PORCINE PARVOVIRUS (PPV)- AN IMPORTANT CAUSE OF SMEDI IN SWINE
Das T1 and Das NK2
Scientist, ICAR-DFMD, Bhubaneswar
BVO, Bisoi, Mayurbhanj, FARD, Government of Odisha
Corresponding author E mail id: tarenisahoo@gmail.com
Porcine parvo virus (PPV) is an important infectious agent associated with reproductive failure in naïve herds causing heavy economic losses to swine industry. The virus is associated with increased numbers of stillbirths, mummification, embryonic death, infertility in pigs, birth of weak piglets and neonatal mortality. PPV commonly replicates in lymphoid tissues. Cells with high replication index is required for productive viral infection.
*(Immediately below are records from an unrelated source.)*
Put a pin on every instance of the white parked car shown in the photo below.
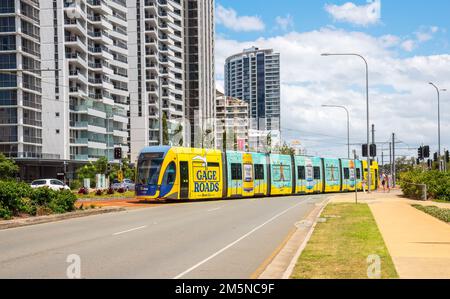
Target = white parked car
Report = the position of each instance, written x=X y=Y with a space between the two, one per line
x=50 y=183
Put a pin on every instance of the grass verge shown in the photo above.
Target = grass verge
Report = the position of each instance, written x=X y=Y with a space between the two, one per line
x=116 y=195
x=441 y=214
x=339 y=247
It causes transplacental infection after being associated with macrophages. PPV induces apoptosis of host cells. Pathological changes produced by virus depends on stage of gestation, immune status of the host and virus strain. Serology, nucleic acid based diagnostic methods, in-situ hybridization, immunohistochemistry, isolation of PPV in suitable cell culture system etc. are available diagnostic methods. As the virus is very stable, sanitary measures with higher concentration disinfectant and vaccination are important control measures to prevent virus transmission and reproductive failure.
Etiology
Porcine Parvo virus is a small non enveloped DNA virus of Genus Protoparvirus of family Parvoviridae. It is one of the most important impediments to the growth of pig industry and has been associated with reproductive failures of sows. It is the key agent of SMEDI (stillbirth, mummification, embryonic death and infertility) syndrome in pigs. It can cause overwhelming abortion storm in unvaccinated swine herd. There are seven different types of PPV (1-7) have been identified (Pallinski et al., 2016). But PPV-1 is well studied and most documented pathogen worldwide associated with reproductive failure and fetal death in sows.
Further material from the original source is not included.